Flowering time is an extremely important adaptive trait, with wide-ranging implications for the breeding process in crops like B. napus that are grown in different ecogeographical regions. Flowering time determines the lifecycle to be either annual or biannual and is also important for local adaptation. Biannual and annual B. napus forms have divergent lifecycles, and hence must be bred in separate breeding programs, which in turn lowers diversity in these two genetic pools.
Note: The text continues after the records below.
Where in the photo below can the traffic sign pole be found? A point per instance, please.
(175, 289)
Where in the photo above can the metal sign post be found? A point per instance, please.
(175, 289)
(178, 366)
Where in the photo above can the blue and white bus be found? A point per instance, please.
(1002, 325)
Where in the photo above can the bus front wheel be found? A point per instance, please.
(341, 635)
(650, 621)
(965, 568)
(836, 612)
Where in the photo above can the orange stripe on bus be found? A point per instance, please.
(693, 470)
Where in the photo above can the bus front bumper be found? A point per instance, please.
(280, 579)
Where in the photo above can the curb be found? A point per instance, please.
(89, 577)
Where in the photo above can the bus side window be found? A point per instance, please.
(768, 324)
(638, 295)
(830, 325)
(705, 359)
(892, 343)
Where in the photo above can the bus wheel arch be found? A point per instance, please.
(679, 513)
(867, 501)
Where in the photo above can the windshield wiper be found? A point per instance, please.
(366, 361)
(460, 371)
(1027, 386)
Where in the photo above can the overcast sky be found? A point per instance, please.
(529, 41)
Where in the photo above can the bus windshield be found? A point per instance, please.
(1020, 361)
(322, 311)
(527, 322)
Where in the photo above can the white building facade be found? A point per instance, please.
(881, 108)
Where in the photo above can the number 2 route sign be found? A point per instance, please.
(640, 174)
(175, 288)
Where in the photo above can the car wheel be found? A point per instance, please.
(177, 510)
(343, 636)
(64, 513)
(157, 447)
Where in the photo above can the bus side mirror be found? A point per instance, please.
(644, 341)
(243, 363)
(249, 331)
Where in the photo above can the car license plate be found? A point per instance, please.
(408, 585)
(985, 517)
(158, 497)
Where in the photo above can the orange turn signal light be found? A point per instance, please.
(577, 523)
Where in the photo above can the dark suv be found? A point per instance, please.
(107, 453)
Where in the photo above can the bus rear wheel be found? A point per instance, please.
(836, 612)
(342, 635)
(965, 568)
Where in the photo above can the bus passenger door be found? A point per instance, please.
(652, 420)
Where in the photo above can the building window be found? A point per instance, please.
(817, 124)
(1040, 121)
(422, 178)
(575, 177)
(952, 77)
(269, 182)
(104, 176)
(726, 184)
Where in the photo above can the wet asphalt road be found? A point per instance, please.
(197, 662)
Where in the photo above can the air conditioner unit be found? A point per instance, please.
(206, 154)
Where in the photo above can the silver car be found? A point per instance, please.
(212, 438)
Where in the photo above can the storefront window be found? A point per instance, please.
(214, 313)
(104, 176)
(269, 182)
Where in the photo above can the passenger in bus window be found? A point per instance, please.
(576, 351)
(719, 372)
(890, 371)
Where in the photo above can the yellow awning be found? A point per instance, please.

While extremely important, flowering time regulation is also highly complex, with studies in model species^12,13 implicating over 200 different genes and non-coding RNAs. Polyploidy complicates this network not only by multiplying the gene copy number, but also by invoking potential for gene subfunctionalisation¹⁴. Knowledge of the underlying natural variation among B. napus flowering time regulators can help to understand which gene copies are decisive for restoring life cycle traits after introgression from a different gene pool. CNVs can play a central role in such variation¹⁵.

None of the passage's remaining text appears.